“Driver Wanted for Obama Motorcade. Novice Welcome,” the New York Times reports with a distinct lack of self-awareness:
Ms. Tyson said in a telephone interview several weeks after she drove in the motorcade that she had received little instruction from the Secret Service about what to do in the event of a high-speed emergency. She assumed that she should just follow the car in front of her no matter what happened.
“Whatever I am,” she said, “is good enough for them.”
“Good enough for them” is apparently having a driver’s license and a clean criminal record, and knowing someone at the White House.
A week before Mr. Obama arrived in San Francisco, a childhood friend of Ms. Tyson’s from Cupertino, Calif., who now works at the White House, reached out to her to see if she was interested in driving.
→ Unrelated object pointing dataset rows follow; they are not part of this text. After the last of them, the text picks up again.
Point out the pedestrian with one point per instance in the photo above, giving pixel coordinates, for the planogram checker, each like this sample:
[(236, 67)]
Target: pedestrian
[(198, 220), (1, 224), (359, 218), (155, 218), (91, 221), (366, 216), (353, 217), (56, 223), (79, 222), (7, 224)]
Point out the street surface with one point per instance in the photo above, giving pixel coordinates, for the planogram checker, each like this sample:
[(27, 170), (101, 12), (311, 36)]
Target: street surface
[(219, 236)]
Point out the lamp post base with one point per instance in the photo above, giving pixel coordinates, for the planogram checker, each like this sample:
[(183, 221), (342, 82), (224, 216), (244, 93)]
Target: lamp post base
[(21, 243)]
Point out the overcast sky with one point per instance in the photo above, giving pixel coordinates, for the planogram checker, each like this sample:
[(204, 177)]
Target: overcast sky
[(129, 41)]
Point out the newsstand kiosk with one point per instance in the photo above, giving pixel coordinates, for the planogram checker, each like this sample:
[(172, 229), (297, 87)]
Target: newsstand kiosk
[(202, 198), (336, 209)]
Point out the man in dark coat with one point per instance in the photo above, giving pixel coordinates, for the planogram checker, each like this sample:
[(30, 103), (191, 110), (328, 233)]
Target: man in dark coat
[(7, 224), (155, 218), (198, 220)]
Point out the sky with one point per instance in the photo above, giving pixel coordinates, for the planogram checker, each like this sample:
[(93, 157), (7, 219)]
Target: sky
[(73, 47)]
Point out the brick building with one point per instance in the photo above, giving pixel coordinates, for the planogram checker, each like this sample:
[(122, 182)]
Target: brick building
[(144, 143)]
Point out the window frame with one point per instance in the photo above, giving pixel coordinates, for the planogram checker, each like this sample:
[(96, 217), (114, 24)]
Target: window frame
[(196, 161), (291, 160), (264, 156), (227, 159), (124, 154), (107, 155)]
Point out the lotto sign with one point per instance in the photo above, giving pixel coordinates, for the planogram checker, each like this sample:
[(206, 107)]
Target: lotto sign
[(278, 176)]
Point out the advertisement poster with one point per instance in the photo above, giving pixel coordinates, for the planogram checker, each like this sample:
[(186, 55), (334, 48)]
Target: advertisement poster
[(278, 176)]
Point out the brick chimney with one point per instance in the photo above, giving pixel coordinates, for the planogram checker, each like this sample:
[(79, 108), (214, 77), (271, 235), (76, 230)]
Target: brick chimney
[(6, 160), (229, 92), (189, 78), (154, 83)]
“He just texted me and said, ‘Do you want to volunteer as part of this and drive in the motorcade?’ ” Ms. Tyson said. “It was kind of sudden. I didn’t even know the president was going to be in town.”
Ms. Tyson said that her driving record was “pristine” and that she had “driven a pickup truck but not a van.”
Some security experts said the practice was troubling. Not only could the volunteers cause an accident — and they have — but they are sandwiched between the president’s limousine and the Secret Service ambulance, so neophyte drivers could create complications and delays in an emergency.
Gee, wait’ll the Times discovers what complications, delays and emergencies can result when promoting a neophyte politician to become the man at the center of that enormous motorcade, over a senator with four terms in office, a Navy war hero background and a sitting US governor as his veep.